After a couple of months of being back in Australia and working in our embattled public health system, I have plenty to complain about. My experience as a patient in that system, however, was one we are eternally grateful for, and every aspect of care I received was exceptional.
We arrived in the emergency department and were greeted by my panicked parents, who flew up the same evening on hearing of my plight. The wait in the ED was not long, but still uncomfortable thanks to my distended tummy and painful sacrum (traumatised by its sudden and abrupt meeting with the bathroom tiles when I passed out in the shower two and a half days prior). I was considerably relieved to be wheeled into a cubicle and then seen quite promptly by one of the doctors for another recount of the history, plus an explanation that no, I was not contagious! My poor parents and Steve sat out a couple of hours in the waiting room before being brought in to see me, now newly punctured and hydrated with another IV and bag of fluids. At some time after 1am, however, it was not a long visit, although we were all pleased that I would be admitted overnight, and that they could check in to their respective hotels to sleep.
It was a long five hours on my little trolley, punctuated by several trips to the toilet (the fluids were getting in fine now, but clearly they had to get out, too) and a few outbursts from aggravated psychiatric patients. Early that morning, though, there was a bed for me on a ward, all pillowy soft, well-blanketed and with the crispest, almost glowing white sheets I had seen in.....I don't know how long.
I stayed in the hospital for five days, over which time I was looked after by the head of the infectious diseases department (the kind and the wonderful Prof Patterson) and his juniors, wonderful nurses - everyone from the clinical staff to the cleaners and tea ladies were just delightful. And the food was excellent! Steve could probably tell you more about it than me, though, as he cleaned up most of my meals due to my very poor appetite.
Interestingly, the malaria parasites they found in my blood in Brisbane were different to the strain I had been disagnosed with in Solomons. The debate then arose about whether I had both, or whether the initial diagnosis was wrong. I guess we will never know. Either way, I was sick enough that the prof recommended I stay in Australia, and not return to Solomon Islands. By the end of my stay, only my spleen was still enlarged, and so I was a good guinea pig for the registrar to teach a few medical students about examination. They did quite well with some feedback, and were a little excited to palpate a big spleen for the first time. With a few not-so-subtle dropped hints, they deduced that I had malaria.

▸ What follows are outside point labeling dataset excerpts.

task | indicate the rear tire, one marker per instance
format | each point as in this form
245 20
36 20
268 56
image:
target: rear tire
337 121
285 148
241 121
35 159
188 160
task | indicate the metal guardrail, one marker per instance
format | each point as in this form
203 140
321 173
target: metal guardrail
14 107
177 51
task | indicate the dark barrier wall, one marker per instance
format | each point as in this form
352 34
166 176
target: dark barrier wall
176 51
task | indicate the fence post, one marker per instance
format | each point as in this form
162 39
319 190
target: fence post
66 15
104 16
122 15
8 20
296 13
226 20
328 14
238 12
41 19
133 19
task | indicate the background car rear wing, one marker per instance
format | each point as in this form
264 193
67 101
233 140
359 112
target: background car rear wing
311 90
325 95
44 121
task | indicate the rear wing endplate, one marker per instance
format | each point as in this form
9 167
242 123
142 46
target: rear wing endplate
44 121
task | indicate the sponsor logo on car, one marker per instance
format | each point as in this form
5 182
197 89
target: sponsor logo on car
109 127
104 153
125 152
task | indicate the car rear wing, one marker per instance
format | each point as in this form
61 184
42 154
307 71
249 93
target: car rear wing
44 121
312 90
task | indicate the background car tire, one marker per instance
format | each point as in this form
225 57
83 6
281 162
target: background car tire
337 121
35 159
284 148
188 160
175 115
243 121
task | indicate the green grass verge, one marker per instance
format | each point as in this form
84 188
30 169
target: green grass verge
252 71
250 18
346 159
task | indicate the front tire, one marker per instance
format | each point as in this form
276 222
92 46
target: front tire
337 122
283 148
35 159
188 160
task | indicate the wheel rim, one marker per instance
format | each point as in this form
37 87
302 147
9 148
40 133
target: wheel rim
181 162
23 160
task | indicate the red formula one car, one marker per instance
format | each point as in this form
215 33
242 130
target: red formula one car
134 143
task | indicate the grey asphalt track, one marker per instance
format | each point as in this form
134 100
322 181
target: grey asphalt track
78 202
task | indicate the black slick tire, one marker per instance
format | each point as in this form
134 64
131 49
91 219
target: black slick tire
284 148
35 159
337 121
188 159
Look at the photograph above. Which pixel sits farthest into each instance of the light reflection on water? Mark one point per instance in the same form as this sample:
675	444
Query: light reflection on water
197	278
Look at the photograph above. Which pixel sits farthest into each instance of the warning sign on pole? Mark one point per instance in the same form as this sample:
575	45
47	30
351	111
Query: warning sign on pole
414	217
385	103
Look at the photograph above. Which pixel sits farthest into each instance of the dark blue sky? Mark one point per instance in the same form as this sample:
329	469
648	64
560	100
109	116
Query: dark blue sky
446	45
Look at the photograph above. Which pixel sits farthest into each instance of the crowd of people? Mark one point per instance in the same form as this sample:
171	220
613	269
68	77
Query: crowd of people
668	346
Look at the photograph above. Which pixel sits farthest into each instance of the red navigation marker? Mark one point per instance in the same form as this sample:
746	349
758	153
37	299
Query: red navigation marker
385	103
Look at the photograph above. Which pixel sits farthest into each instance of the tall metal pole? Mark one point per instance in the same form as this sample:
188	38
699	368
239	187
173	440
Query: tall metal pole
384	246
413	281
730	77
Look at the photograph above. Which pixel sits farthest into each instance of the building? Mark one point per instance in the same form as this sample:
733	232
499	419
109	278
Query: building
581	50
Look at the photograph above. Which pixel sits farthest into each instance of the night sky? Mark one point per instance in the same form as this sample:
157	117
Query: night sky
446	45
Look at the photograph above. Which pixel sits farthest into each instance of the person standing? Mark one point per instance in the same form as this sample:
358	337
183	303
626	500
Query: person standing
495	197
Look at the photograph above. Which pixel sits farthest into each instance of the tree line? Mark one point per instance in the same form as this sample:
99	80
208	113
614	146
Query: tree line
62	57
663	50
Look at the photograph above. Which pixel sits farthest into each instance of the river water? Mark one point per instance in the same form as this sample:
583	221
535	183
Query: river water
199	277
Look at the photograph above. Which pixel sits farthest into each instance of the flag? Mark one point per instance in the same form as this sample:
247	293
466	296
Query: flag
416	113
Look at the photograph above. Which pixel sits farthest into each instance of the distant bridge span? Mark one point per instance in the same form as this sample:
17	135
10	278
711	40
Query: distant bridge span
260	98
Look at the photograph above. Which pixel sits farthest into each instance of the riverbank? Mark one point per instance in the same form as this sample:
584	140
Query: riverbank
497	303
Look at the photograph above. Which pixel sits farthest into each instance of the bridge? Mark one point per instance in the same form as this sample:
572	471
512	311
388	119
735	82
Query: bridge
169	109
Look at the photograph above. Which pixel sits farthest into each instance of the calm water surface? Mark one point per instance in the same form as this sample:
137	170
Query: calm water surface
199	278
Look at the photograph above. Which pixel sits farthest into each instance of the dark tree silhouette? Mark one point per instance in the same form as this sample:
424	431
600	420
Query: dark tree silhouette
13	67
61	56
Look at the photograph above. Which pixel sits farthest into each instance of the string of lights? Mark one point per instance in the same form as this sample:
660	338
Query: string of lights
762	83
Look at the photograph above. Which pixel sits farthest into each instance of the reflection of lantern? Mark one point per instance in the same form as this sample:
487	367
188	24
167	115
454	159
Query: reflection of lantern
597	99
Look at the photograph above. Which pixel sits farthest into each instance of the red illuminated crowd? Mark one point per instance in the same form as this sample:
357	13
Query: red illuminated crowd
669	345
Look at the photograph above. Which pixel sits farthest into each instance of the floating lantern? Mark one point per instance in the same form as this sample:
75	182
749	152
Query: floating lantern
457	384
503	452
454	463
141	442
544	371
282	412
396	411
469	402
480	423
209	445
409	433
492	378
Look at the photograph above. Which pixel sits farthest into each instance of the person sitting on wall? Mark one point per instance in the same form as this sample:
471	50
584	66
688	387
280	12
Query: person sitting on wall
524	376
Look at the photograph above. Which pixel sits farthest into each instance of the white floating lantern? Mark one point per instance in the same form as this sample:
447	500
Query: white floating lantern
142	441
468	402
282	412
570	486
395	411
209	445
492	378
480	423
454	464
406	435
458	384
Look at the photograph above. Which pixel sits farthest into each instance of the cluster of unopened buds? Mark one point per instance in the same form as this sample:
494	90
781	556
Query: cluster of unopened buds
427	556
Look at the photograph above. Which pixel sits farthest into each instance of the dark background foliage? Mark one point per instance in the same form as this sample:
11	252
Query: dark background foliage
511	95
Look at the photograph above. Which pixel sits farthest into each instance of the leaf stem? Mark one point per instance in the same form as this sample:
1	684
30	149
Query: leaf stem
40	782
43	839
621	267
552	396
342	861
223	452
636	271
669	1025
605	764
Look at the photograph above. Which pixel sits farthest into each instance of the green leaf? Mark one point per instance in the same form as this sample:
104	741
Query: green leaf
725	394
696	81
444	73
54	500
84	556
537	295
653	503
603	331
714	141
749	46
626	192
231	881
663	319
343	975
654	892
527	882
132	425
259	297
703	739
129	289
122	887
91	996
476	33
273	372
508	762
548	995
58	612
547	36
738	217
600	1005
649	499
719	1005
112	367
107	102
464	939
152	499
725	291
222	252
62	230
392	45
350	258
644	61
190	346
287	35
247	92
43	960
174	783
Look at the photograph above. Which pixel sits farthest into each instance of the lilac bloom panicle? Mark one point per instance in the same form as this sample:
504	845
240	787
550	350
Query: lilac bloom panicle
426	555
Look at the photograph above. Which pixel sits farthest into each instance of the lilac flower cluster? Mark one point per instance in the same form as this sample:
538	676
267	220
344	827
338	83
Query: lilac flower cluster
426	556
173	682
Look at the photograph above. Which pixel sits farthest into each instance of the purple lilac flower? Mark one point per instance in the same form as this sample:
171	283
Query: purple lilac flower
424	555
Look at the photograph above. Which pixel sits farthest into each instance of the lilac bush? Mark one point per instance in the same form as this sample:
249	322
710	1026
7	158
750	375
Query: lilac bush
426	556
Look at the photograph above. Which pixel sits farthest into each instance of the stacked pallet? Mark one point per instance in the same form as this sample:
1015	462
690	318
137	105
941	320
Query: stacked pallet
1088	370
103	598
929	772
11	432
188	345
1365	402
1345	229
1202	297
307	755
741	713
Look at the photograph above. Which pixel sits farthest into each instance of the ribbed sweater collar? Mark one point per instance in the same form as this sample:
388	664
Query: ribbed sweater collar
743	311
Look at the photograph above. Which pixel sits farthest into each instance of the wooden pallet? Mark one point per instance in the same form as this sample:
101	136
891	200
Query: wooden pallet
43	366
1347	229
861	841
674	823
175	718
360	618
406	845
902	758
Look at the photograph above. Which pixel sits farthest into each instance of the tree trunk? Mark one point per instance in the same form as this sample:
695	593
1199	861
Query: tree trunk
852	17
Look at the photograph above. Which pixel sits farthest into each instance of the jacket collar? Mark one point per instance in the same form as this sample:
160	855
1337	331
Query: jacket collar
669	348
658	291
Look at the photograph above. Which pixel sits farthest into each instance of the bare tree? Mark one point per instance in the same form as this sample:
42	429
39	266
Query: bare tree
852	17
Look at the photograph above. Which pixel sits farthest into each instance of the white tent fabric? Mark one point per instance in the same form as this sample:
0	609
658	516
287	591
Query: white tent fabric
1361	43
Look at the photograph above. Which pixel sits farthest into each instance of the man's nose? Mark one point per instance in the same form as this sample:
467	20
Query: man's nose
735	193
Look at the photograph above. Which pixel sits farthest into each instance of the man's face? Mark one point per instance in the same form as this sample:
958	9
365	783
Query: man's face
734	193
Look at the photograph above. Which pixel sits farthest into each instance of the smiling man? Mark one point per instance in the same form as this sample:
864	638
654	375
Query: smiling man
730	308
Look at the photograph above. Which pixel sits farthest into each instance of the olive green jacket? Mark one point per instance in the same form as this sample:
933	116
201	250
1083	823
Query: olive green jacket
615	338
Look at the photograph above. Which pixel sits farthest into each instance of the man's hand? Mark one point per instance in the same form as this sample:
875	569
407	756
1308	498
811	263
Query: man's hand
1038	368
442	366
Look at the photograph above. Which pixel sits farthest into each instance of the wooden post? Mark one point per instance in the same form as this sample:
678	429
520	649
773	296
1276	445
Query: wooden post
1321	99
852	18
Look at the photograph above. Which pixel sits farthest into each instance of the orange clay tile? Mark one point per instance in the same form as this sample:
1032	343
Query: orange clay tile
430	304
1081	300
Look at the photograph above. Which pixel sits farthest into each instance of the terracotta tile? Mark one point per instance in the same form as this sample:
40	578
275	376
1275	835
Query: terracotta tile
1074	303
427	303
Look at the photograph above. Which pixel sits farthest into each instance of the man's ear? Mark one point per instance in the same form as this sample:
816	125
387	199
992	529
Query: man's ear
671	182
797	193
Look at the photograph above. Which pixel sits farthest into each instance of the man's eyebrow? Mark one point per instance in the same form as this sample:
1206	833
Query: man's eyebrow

At the end of the week, I was discharged, having lost my tropical tan, and looking rather scrawny in my now very loose clothing. I stayed with Steve in his hotel, but a couple of days later, we had to part ways: him back to Malaita, and me to Melbourne with Mum. I managed to walk the whole way through the airports, which was the furthest I had moved on foot in about two weeks!
It was another two months before I actually felt healthy again, as the fatigue and malaise persisted for all that time. I caught a couple of gastro bugs while I recovered too, which was pretty demoralising. At last, at last, I feel good, but still just thinking about Solomon Island food is enough to turn my stomach, as I felt so terrible when I left. Yeeeuch.